What is your proudest achievement at Jungheinrich?
Karen: “My proudest achievement is that I broke the mould and the perception that women can’t succeed in this industry. But I am really proud of the fact that in my Region we have a great team spirit. We’re a strong team. I encourage an open and honest approach with the everyone and I believe that work should also be fun. If there is a work event such as a family fun day, or just an evening out for drinks we always get a good turnout. The sales team arrange and fund a Christmas weekend away between themselves and I know that would never happen without their being a great team spirit.”

What is the most important thing that you have learnt in your role?
Silke: “When I started at Jungheinrich, I had a specialist role and worked more on my own. With the time and taking over leadership roles, I learnt to be a team player and to give the team members flexibility and the ability to learn from their mistakes. The higher you get, the more you really have to trust your team. Something else I have learned is to put myself in the role of the other to understand their point of view and their needs. For example, when it comes to a decision my boss has to take, I try to be a step ahead and prepare the decision with facts and figures, and also to build my own opinion and give a recommendation. The same I would expect from my team, not to come up with problems and open questions, but with a proposal as they are the experts.”

How can encourage a more diverse workforce?
Karen: “I think articles like this are a great way, but we must change the perception of the intralogistics business. It’s not just about repairing forklift trucks, it’s not a heavy lifting job, it’s not all about dirty, oily environments. Yes, there is an element of that, but a big part of our business is about automation – it’s the future. Its high-tech and it’s developing all the time. There’s just so much for youngsters and females coming into this business to learn.”

Silke Hererra

Silke: “We need to be flexible as a company and find good solutions to combine the job with the family, hybrid working is a good step forward. But we also should encourage women to feel that they are able to follow a career path and take leadership roles.
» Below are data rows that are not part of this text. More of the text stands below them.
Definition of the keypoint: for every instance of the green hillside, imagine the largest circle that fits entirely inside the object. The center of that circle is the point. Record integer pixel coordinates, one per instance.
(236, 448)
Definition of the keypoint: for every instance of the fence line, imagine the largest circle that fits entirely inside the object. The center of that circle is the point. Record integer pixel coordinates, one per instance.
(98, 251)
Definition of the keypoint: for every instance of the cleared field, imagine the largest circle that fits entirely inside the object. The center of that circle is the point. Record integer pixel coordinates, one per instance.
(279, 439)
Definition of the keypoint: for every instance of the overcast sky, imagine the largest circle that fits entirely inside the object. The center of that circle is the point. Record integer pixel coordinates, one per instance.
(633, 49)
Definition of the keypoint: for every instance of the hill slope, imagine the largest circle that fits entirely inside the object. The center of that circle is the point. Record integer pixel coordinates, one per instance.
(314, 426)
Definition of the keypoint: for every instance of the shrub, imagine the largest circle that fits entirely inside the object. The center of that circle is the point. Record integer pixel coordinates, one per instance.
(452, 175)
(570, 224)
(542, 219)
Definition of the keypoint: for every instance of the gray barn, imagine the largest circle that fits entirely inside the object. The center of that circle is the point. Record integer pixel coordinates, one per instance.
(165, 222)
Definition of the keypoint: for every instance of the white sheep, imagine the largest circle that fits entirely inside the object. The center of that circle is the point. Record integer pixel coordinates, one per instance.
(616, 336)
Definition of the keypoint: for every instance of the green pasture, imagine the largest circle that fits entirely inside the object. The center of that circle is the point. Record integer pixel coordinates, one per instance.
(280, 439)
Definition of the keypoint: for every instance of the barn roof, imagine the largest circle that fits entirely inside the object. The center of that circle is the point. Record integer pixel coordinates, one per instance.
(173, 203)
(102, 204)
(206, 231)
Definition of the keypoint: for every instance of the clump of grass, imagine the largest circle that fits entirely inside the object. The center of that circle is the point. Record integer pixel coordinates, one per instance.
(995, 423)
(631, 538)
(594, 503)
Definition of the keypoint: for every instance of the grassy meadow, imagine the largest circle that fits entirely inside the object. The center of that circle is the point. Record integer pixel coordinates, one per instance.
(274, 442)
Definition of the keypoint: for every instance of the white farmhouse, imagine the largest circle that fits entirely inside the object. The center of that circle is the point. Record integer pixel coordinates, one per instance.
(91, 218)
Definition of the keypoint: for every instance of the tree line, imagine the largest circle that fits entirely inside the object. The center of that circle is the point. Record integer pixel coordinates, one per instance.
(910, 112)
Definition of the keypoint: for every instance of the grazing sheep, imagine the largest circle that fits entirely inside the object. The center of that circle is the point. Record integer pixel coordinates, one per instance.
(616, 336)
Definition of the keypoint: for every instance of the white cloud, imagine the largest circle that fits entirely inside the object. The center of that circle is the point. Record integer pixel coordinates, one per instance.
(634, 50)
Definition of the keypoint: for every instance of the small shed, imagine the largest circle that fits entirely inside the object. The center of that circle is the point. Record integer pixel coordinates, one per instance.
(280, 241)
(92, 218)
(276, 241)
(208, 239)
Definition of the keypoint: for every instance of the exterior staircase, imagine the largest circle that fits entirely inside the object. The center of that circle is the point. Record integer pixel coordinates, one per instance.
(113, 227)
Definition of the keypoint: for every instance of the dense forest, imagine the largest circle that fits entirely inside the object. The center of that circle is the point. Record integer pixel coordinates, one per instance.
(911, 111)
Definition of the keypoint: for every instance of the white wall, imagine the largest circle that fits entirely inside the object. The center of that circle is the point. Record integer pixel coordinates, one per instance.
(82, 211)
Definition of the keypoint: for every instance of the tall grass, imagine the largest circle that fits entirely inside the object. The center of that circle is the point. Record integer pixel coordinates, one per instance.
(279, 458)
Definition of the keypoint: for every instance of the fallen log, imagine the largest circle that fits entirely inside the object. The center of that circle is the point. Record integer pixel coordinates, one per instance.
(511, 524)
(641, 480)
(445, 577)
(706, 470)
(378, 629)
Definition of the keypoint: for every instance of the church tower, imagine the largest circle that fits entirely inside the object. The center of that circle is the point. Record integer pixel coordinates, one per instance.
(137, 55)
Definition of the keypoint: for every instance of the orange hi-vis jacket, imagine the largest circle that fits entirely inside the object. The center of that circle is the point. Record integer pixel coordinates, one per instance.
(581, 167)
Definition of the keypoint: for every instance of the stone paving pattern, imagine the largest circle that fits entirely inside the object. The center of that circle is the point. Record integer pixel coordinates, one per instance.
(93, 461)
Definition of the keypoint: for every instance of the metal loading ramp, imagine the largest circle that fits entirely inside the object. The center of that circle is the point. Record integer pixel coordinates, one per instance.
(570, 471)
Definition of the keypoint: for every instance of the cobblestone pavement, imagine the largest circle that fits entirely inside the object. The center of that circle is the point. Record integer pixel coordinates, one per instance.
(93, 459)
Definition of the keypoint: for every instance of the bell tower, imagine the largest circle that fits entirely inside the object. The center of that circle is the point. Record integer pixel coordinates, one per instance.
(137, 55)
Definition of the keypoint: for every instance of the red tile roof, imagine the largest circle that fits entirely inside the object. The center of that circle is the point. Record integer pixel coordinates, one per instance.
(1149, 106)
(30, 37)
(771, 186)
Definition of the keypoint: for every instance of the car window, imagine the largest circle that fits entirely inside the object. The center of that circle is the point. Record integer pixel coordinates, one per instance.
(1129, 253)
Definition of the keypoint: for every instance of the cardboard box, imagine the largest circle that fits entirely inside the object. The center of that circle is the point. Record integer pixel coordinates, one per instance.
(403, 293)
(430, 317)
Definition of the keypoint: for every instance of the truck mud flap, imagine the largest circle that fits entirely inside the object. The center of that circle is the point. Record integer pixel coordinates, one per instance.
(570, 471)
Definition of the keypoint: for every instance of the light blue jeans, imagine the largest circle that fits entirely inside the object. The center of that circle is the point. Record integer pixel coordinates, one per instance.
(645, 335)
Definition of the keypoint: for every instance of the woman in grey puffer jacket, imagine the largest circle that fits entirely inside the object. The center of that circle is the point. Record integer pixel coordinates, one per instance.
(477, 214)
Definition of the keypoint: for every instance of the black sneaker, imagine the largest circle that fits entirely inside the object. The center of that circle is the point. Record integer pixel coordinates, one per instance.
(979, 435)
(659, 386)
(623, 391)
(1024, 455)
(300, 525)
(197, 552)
On International Women’s Day, what would you say to women who may not have considered a career in intralogistics?
Karen: “I would say don’t judge a book by its cover. Just because it doesn’t sound glamorous, doesn’t mean it isn’t exciting and challenging. Explore the options, look at our website, talk to people who work in the industry. Many females must dismiss our job adverts thinking it’s not an environment for women. Think outside the box – I did.”